Pregnancy Oral Care
Most women notice changes in their gums during pregnancy; common signs are gums that look redder and bleed during tooth brushing. Some women also experience severe swelling and bleeding gums. All of these changes are referred to as "pregnancy gingivitis," and they can start as early as the second month of pregnancy. The condition tends to peak around the eighth month, and it often tapers off after the baby is born.
The condition occurs more frequently during pregnancy because the increased level of hormones, estrogen and progesterone, exaggerates the way gums react to the irritants in plaque. However, it's still plaque — not hormones — that is the major cause of gingivitis. It’s most common in the front of the mouth.
During pregnancy, the level of progesterone in your body can be 10 times higher than normal. This may enhance growth of certain bacteria that cause gingivitis. Your immune system may also work differently during pregnancy. This could change the way your body reacts to the bacteria that cause gingivitis.
To minimize the effects of pregnancy gingivitis, practice good oral hygiene: Brush twice a day, for at least two minutes each time. Floss every day. Using an antimicrobial mouth rinse also may help you control your gum inflammation and dental plaque.

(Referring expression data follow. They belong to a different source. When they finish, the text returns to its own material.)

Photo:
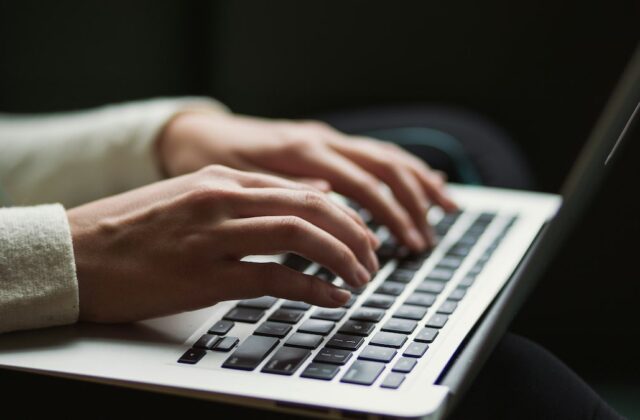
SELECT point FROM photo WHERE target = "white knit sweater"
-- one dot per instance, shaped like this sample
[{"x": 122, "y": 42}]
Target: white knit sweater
[{"x": 65, "y": 159}]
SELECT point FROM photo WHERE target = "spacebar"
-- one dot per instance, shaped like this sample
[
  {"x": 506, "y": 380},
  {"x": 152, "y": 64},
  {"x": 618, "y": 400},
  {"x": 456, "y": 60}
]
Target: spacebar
[{"x": 251, "y": 352}]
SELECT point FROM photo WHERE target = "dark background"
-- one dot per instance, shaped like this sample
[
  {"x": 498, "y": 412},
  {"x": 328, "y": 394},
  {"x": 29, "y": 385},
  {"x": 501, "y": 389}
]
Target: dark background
[{"x": 541, "y": 70}]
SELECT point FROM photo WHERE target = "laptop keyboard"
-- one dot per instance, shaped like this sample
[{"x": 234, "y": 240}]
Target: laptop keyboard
[{"x": 353, "y": 342}]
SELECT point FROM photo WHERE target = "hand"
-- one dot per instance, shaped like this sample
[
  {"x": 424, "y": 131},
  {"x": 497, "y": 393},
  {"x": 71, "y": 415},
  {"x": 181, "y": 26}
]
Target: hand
[
  {"x": 176, "y": 245},
  {"x": 353, "y": 166}
]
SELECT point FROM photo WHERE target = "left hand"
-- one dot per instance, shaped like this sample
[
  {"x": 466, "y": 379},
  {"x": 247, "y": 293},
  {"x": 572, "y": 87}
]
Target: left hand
[{"x": 315, "y": 153}]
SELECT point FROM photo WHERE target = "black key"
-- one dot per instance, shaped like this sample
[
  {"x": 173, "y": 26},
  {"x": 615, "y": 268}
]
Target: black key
[
  {"x": 392, "y": 288},
  {"x": 379, "y": 301},
  {"x": 410, "y": 312},
  {"x": 333, "y": 356},
  {"x": 324, "y": 274},
  {"x": 467, "y": 281},
  {"x": 378, "y": 354},
  {"x": 226, "y": 344},
  {"x": 357, "y": 328},
  {"x": 221, "y": 327},
  {"x": 457, "y": 294},
  {"x": 427, "y": 335},
  {"x": 405, "y": 364},
  {"x": 286, "y": 360},
  {"x": 421, "y": 299},
  {"x": 306, "y": 341},
  {"x": 440, "y": 274},
  {"x": 207, "y": 341},
  {"x": 351, "y": 301},
  {"x": 403, "y": 326},
  {"x": 430, "y": 286},
  {"x": 296, "y": 262},
  {"x": 386, "y": 339},
  {"x": 415, "y": 350},
  {"x": 448, "y": 307},
  {"x": 250, "y": 315},
  {"x": 192, "y": 356},
  {"x": 251, "y": 352},
  {"x": 320, "y": 371},
  {"x": 344, "y": 341},
  {"x": 329, "y": 314},
  {"x": 316, "y": 326},
  {"x": 368, "y": 314},
  {"x": 363, "y": 372},
  {"x": 393, "y": 380},
  {"x": 294, "y": 304},
  {"x": 289, "y": 316},
  {"x": 437, "y": 321},
  {"x": 401, "y": 276},
  {"x": 273, "y": 329},
  {"x": 264, "y": 302}
]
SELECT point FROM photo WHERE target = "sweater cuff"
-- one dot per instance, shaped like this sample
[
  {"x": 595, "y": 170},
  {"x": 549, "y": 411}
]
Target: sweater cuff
[{"x": 38, "y": 284}]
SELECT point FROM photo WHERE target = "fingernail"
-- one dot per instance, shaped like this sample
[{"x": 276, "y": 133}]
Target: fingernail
[
  {"x": 340, "y": 296},
  {"x": 362, "y": 275},
  {"x": 416, "y": 239}
]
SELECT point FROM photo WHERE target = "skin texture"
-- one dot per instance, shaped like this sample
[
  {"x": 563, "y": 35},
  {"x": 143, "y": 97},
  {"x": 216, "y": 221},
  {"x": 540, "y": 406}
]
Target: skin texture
[{"x": 244, "y": 186}]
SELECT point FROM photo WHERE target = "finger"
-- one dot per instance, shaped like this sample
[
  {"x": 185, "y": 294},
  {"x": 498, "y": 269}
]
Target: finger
[
  {"x": 351, "y": 180},
  {"x": 314, "y": 207},
  {"x": 270, "y": 235},
  {"x": 279, "y": 281}
]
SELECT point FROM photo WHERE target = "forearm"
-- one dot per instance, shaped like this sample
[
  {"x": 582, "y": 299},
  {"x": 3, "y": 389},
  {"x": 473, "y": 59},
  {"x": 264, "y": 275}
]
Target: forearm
[{"x": 73, "y": 158}]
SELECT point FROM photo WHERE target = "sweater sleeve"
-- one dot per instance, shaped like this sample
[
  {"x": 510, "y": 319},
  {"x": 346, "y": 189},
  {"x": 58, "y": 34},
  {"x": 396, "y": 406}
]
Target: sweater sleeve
[
  {"x": 38, "y": 286},
  {"x": 76, "y": 157}
]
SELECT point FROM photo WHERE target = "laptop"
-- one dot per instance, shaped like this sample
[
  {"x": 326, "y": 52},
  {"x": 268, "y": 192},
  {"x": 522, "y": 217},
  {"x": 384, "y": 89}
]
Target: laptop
[{"x": 407, "y": 345}]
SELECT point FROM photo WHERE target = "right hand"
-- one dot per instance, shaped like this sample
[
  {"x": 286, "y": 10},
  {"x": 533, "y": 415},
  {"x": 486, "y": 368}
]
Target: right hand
[{"x": 177, "y": 245}]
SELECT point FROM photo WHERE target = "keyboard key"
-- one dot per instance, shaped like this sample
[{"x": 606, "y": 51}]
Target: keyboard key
[
  {"x": 251, "y": 352},
  {"x": 405, "y": 364},
  {"x": 192, "y": 356},
  {"x": 427, "y": 335},
  {"x": 207, "y": 341},
  {"x": 403, "y": 326},
  {"x": 316, "y": 326},
  {"x": 296, "y": 262},
  {"x": 379, "y": 301},
  {"x": 386, "y": 339},
  {"x": 357, "y": 328},
  {"x": 221, "y": 327},
  {"x": 320, "y": 371},
  {"x": 448, "y": 307},
  {"x": 306, "y": 341},
  {"x": 378, "y": 354},
  {"x": 440, "y": 274},
  {"x": 430, "y": 286},
  {"x": 273, "y": 329},
  {"x": 226, "y": 344},
  {"x": 410, "y": 312},
  {"x": 288, "y": 316},
  {"x": 249, "y": 315},
  {"x": 368, "y": 314},
  {"x": 286, "y": 360},
  {"x": 294, "y": 304},
  {"x": 363, "y": 372},
  {"x": 333, "y": 356},
  {"x": 346, "y": 342},
  {"x": 392, "y": 288},
  {"x": 264, "y": 302},
  {"x": 401, "y": 276},
  {"x": 421, "y": 299},
  {"x": 457, "y": 294},
  {"x": 393, "y": 380},
  {"x": 329, "y": 314},
  {"x": 415, "y": 350},
  {"x": 437, "y": 321}
]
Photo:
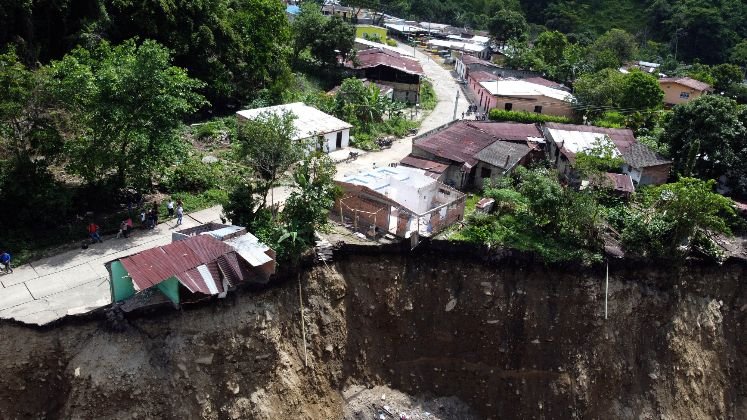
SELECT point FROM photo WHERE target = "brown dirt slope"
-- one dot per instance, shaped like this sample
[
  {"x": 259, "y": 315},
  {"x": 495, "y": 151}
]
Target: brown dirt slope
[{"x": 509, "y": 338}]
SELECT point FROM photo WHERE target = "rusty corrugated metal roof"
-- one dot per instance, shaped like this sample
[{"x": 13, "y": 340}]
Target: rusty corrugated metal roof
[
  {"x": 462, "y": 141},
  {"x": 425, "y": 164},
  {"x": 152, "y": 266},
  {"x": 379, "y": 57}
]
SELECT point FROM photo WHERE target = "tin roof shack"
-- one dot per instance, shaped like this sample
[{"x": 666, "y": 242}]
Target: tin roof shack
[
  {"x": 460, "y": 145},
  {"x": 680, "y": 90},
  {"x": 643, "y": 165},
  {"x": 525, "y": 95},
  {"x": 387, "y": 67},
  {"x": 193, "y": 268},
  {"x": 323, "y": 131},
  {"x": 399, "y": 200}
]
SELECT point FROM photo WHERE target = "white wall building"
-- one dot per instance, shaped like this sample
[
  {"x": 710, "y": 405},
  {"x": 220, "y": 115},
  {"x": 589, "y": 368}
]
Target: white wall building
[{"x": 310, "y": 123}]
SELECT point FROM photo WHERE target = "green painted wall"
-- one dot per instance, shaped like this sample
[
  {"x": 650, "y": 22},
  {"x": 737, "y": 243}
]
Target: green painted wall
[
  {"x": 170, "y": 288},
  {"x": 121, "y": 283}
]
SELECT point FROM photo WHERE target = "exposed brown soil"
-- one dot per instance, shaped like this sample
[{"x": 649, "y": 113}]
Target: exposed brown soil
[{"x": 501, "y": 340}]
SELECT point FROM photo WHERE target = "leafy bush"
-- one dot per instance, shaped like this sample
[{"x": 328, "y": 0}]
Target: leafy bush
[
  {"x": 194, "y": 176},
  {"x": 220, "y": 129},
  {"x": 535, "y": 213},
  {"x": 428, "y": 99},
  {"x": 672, "y": 220},
  {"x": 526, "y": 117}
]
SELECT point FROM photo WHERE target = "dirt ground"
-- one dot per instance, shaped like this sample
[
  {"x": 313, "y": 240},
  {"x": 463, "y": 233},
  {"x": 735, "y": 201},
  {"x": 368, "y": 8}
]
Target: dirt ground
[{"x": 439, "y": 333}]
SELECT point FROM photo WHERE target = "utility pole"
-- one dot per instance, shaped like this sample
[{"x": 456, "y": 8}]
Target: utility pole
[{"x": 456, "y": 104}]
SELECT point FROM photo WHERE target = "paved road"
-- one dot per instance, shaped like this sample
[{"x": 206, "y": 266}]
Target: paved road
[
  {"x": 76, "y": 281},
  {"x": 446, "y": 91}
]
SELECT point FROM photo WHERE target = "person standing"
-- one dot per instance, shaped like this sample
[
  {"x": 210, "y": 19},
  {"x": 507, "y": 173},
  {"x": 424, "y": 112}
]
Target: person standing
[
  {"x": 179, "y": 213},
  {"x": 93, "y": 232},
  {"x": 5, "y": 258}
]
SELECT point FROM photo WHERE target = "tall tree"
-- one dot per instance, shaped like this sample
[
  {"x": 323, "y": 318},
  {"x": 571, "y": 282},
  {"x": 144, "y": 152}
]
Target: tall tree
[
  {"x": 268, "y": 145},
  {"x": 32, "y": 125},
  {"x": 717, "y": 126},
  {"x": 130, "y": 101},
  {"x": 619, "y": 42},
  {"x": 549, "y": 47},
  {"x": 507, "y": 24}
]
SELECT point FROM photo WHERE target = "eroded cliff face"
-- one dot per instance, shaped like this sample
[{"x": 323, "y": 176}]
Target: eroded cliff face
[{"x": 510, "y": 338}]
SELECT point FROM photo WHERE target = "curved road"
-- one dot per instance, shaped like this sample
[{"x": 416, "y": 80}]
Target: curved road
[{"x": 446, "y": 91}]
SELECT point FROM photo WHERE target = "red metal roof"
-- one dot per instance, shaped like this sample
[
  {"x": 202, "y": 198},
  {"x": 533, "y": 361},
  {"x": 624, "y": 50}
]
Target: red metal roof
[
  {"x": 461, "y": 141},
  {"x": 482, "y": 76},
  {"x": 426, "y": 164},
  {"x": 379, "y": 57},
  {"x": 621, "y": 182},
  {"x": 623, "y": 138},
  {"x": 471, "y": 59},
  {"x": 152, "y": 266},
  {"x": 687, "y": 81},
  {"x": 508, "y": 130}
]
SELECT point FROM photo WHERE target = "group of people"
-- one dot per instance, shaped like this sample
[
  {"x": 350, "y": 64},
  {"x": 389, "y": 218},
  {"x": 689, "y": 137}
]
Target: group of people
[
  {"x": 479, "y": 116},
  {"x": 5, "y": 258},
  {"x": 148, "y": 220}
]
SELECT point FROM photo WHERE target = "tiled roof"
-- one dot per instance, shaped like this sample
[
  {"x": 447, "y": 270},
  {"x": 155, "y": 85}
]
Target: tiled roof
[
  {"x": 183, "y": 260},
  {"x": 470, "y": 59},
  {"x": 638, "y": 155},
  {"x": 621, "y": 137},
  {"x": 380, "y": 57},
  {"x": 425, "y": 164},
  {"x": 508, "y": 130},
  {"x": 503, "y": 154},
  {"x": 687, "y": 81},
  {"x": 461, "y": 141},
  {"x": 482, "y": 76},
  {"x": 634, "y": 153},
  {"x": 544, "y": 82},
  {"x": 309, "y": 121},
  {"x": 620, "y": 182}
]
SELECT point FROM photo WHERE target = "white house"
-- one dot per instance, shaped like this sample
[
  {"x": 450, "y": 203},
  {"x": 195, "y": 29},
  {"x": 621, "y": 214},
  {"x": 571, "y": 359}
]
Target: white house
[{"x": 310, "y": 123}]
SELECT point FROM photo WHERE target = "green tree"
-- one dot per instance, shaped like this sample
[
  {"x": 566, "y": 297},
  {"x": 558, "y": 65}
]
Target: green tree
[
  {"x": 619, "y": 42},
  {"x": 596, "y": 92},
  {"x": 549, "y": 47},
  {"x": 719, "y": 126},
  {"x": 306, "y": 26},
  {"x": 738, "y": 54},
  {"x": 336, "y": 38},
  {"x": 672, "y": 220},
  {"x": 130, "y": 102},
  {"x": 725, "y": 76},
  {"x": 507, "y": 24},
  {"x": 307, "y": 208},
  {"x": 602, "y": 157},
  {"x": 32, "y": 125},
  {"x": 268, "y": 144},
  {"x": 641, "y": 91}
]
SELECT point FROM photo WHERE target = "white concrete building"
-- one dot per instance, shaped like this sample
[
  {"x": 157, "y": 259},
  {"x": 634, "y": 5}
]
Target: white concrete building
[{"x": 324, "y": 132}]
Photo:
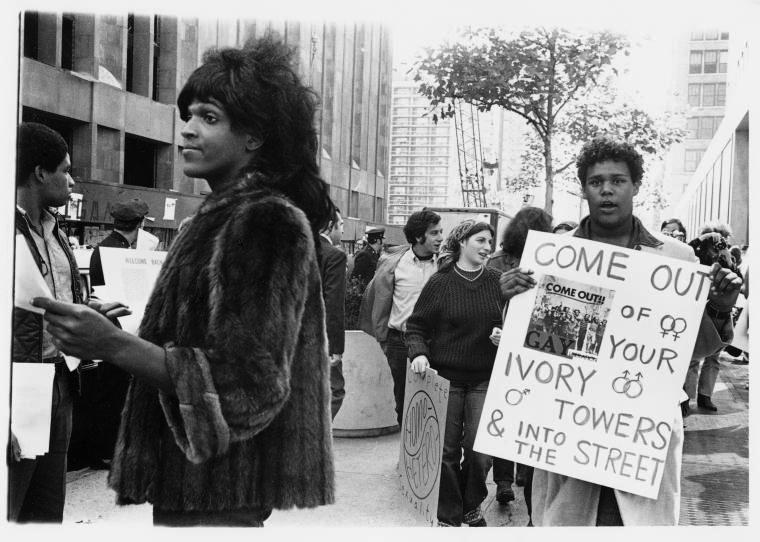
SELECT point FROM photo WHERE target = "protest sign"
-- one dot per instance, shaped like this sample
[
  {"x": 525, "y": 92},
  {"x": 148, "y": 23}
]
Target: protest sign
[
  {"x": 426, "y": 398},
  {"x": 591, "y": 362},
  {"x": 129, "y": 277}
]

Pregnancy dry mouth can put women at a greater risk for problems such as tooth decay and infections. Drink plenty of water to stay hydrated and chew sugarless gum to enhance production of saliva.
No matter what symptoms you have during pregnancy, you should always take care of your teeth with good habits that include regular flossing and brushing to ensure you maintain healthy teeth and gums throughout your pregnancy.